Forking Paths in Neural Text Generation

Authors: Eric Bigelow, Ari Holtzman, Hidenori Tanaka, Tomer Ullman

ICLR 2025 | Venue PDF | Archive PDF | Plain Text | LLM Run Details

Reproducibility Variable Result LLM Response
Research Type Experimental To test this empirically, we develop a novel approach to representing uncertainty dynamics across individual tokens of text generation, and applying statistical models to test our hypothesis. Our approach is highly flexible: it can be applied to any dataset and any LLM, without fine tuning or accessing model weights. We use our method to analyze LLM responses on 7 different tasks across 4 domains, spanning a wide range of typical use cases. We find many examples of forking tokens, including surprising ones such as punctuation marks, suggesting that LLMs are often just a single token away from saying something very different.
Researcher Affiliation Collaboration Eric Bigelow1,2,3 , Ari Holtzman4, Hidenori Tanaka2,3 *, and Tomer Ullman1,2 * 1Harvard University, Department of Psychology 2Harvard University, Center for Brain Science 3NTT Research, Physics & Informatics Lab 4University of Chicago, Department of Computer Science
Pseudocode No The paper describes a multi-stage sampling pipeline in Section 2.1 and visually in Figure 2, but it does so using descriptive text and flowcharts rather than structured pseudocode or an algorithm block with line numbers or code-like formatting.
Open Source Code Yes REPRODUCIBILITY STATEMENT All code and data used for this project is available at https://github.com/ebigelow/forking-paths.
Open Datasets Yes Coin Flip (Wei et al., 2022) is a very simple symbolic reasoning task... Last Letter (Wei et al., 2022) is more complex symbolic reasoning task... AQu A (Ling et al., 2017) and GSM8k (Cobbe et al., 2021) test mathematical reasoning... MMLU (Hendrycks et al., 2020) complex question answering dataset... Hotpot QA (Yang et al., 2018) is a complex question answering dataset... For our story generation task, we use the Story Cloze (Mostafazadeh et al., 2017) dataset...
Dataset Splits No The paper describes how subsets of data points were selected from existing datasets for analysis (e.g., 'analyzed a subset of 30 data points for each task', 'For GSM8k and MMLU, we used tiny Benchmarks (Polo et al., 2024), which are a subset of 100 examples', 'for Hotpot QA we excluded questions and answers with string length outside the [.1, .9] quantile range'), but it does not specify explicit training/test/validation splits for these datasets needed for model training reproduction, as the analysis focuses on existing LLM outputs.
Hardware Specification No The paper mentions evaluating OpenAI's GPT-3.5 and Google's Gemini Flash, which are accessed via API. It also states 'Compute resources used in this work were funded by a grant from the Hodgson Innovation Fund at Harvard s Department of Psychology.' However, it does not provide specific hardware details (like GPU/CPU models, memory) used by the authors for running their own analysis code.
Software Dependencies No The paper mentions using 'simple answer cleansing functions written in Python' and an 'open-source implementation of Bayesian multiple CPD, the Bayesian Estimator for Abrupt changes in Seasonality and Trends (BEAST)' which is 'available as an R package'. However, specific version numbers for Python, the BEAST R package, or any other critical software dependencies are not provided.
Experiment Setup Yes For our Forking Paths Analysis, we sample the k 10 most probable alternate tokens xt = w such that the probability of each token w is at least 5%. When sampling batches at each token index and alternate token, we collect S = 30 text samples.
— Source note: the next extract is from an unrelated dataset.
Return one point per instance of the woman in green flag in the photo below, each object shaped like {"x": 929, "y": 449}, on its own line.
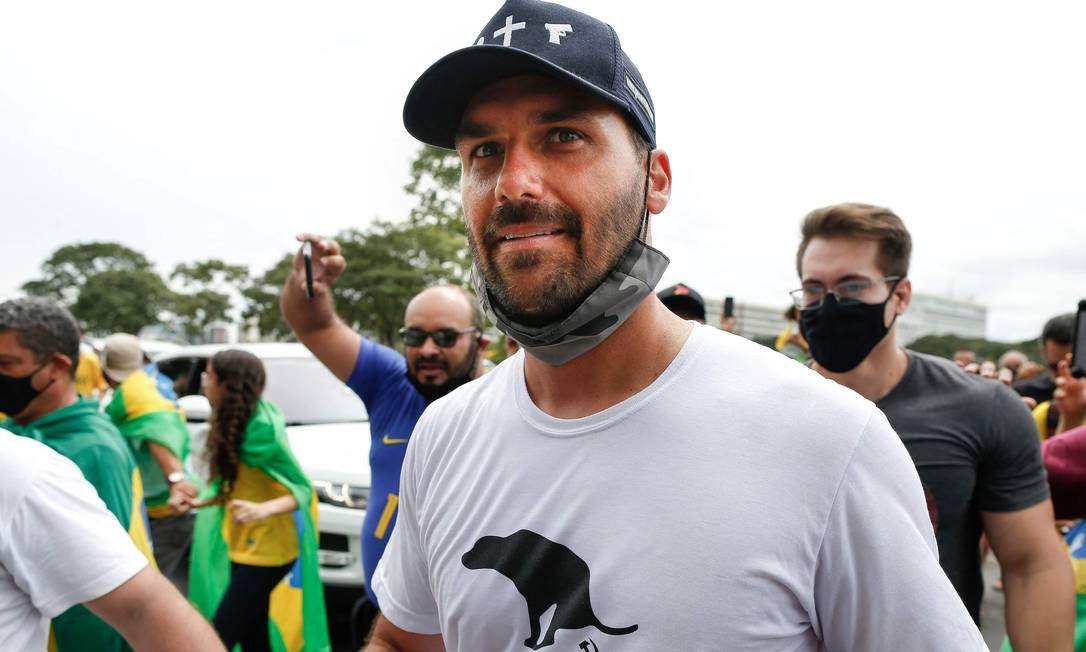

For (1), we collect N = 300 full text responses x from the starting index t = 0 and aggregating outcome responses R into a histogram. We used a zero-shot Co T prompt as in Kojima et al. (2022) for the first 6 tasks. For our CPD and survival analysis models, we used L2 distance. We also tested with L1 distance and K-L divergence, but found that results with d = L2 most reliably corresponded to qualitative judgments of change points in ot and ot,w. To address this, we manually tuned noise hyper-parameter α and slightly perturb yt with Gaussian noise of variance .03.